You also want to be careful to tell the driver that you don’t care about the previous PBO contents. so call glBufferData with a NULL pointer before you call glBufferSubData. That’ll let the driver keep multiple PBOs in flight (IIRC).

All this being geared for the goal that when you finally call glTexSubImage2D, you want to maximize the chance the the texture subload block is either on the GPU or as close to being there as possible. In driver memory in a DMA-aligned memory buffer in the OpenGL driver is a lot better than in application memory, plus with proper PBO usage the upload can be pipelined.

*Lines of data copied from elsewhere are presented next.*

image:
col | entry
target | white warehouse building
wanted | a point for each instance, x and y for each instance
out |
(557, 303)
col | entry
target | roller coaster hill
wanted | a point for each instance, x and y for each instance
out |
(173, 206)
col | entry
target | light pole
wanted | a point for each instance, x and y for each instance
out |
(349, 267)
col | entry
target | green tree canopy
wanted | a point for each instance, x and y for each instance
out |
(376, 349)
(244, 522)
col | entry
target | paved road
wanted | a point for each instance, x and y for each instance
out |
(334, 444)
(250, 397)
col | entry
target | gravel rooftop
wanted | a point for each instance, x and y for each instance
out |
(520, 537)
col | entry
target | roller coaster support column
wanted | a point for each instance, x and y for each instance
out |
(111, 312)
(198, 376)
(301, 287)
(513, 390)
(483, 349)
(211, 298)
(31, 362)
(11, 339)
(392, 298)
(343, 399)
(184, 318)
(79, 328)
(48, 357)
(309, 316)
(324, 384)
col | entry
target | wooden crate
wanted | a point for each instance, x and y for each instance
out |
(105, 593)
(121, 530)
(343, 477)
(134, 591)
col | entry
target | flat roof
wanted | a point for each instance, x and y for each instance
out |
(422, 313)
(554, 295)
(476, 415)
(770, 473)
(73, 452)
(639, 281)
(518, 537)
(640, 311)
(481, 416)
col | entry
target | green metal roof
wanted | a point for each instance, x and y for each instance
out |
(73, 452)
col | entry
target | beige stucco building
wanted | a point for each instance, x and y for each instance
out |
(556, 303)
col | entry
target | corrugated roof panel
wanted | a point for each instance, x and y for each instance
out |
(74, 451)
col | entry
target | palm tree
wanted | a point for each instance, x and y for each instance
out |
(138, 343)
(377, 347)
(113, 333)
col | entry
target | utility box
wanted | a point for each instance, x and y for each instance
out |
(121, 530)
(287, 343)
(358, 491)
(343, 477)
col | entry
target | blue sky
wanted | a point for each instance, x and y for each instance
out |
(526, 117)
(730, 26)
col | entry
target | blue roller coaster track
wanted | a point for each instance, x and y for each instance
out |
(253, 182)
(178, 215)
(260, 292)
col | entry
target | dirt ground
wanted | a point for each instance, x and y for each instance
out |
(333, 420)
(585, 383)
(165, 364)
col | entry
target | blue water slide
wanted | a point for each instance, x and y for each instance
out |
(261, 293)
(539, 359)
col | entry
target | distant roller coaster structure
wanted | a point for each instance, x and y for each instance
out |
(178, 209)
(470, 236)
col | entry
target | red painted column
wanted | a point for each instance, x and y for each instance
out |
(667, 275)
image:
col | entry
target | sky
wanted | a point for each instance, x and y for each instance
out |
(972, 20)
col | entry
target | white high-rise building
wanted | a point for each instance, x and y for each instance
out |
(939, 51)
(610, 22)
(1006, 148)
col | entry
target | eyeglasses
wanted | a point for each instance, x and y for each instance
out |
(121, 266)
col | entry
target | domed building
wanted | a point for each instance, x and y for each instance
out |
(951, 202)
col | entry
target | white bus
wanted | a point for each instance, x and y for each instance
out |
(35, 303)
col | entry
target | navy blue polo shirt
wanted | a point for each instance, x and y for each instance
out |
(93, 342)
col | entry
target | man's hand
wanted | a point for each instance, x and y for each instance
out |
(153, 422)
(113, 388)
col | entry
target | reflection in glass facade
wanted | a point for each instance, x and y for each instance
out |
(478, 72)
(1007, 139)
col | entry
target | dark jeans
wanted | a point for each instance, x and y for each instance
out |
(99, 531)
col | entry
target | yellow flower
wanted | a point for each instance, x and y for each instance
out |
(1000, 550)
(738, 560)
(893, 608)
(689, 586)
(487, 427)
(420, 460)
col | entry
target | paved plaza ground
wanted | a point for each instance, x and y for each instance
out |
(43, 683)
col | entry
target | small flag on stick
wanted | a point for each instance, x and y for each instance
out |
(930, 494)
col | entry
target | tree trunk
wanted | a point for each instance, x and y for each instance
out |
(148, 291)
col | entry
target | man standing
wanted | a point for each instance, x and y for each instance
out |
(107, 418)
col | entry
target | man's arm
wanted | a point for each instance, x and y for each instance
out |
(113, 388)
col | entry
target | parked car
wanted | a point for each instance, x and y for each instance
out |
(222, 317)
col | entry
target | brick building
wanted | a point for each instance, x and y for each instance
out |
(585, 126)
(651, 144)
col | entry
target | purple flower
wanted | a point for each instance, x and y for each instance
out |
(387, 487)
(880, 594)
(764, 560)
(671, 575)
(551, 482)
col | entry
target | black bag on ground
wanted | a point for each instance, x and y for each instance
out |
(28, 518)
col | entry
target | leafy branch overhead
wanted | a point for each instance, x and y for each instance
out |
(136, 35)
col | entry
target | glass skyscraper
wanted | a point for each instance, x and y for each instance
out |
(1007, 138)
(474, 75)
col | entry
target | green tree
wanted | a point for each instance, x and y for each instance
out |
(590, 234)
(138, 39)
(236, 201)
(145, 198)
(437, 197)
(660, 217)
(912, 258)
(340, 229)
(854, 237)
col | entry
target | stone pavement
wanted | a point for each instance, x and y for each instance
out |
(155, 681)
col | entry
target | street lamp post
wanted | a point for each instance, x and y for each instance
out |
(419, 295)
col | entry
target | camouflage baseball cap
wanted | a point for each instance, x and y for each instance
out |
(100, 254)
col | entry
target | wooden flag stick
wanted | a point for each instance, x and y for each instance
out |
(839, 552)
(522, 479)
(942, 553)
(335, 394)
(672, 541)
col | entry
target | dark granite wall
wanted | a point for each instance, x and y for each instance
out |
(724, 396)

…but yeah, unfortunately you can’t control all this. Best you can do is maximize the GL driver’s chances of optimizing the transfer to your benefit.

I have try that, but it looks like if on the glTexImage with the PBO binded (and fully uploaded on the GPU mem), it will transfer the data from the video memory to the cpu memory. I assume that since the cpu mem allocate the size of the texture and the it take a lot of time.

Here are the stats I’ve got:

Generate the texture: 0.030679 ms, mem GPU 0 bytes, mem CPU 0 bytes
Bind the texture: 0.034535 ms, mem GPU 0 bytes, mem CPU 0 bytes
glTexImage: 2.658257 ms, mem GPU 2359296 bytes, mem CPU 1048576 bytes

That was a bit confusing so I’m not quite sure what you’re doing here.

First, you wouldn’t use glTexImage with PBO upload, as you imply. That wouldn’t make any sense, because of course you’d very likely get a performance hiccup due to the CPU and GPU dynamic memory allocation. You’d instead allocate the GL texture memory up-front with glTexImage, then at render-time you’d upload from PBO using glTex"Sub"Image into your “existing” GL texture (whose memory has already been preallocated). Looking up to your previous message, you say this is only your first-frame algorithm. In which case timing the glTexImage call doesn’t make any sense. Time your glTex"Sub"Image calls. If you want to get rid of the glTexImage allocation overhead at render-time, just pull this thing out to startup and provide a null pointer to preallocate your texture(s) then.

Second, how much time is there from when you update the PBO and when you do the glTex"Sub"Image? The longer you wait, the more chance the driver will have gotten your PBO data onto the GPU so that glTex"Sub"Image time is trivial.

Also, you’re not trying to push whole big MIP levels at the GPU all at once are you? Tune your PBO upload path for max upload speed first. Then based on its timings, decide how big your subload chunks can be based on how much frame time you want to spend.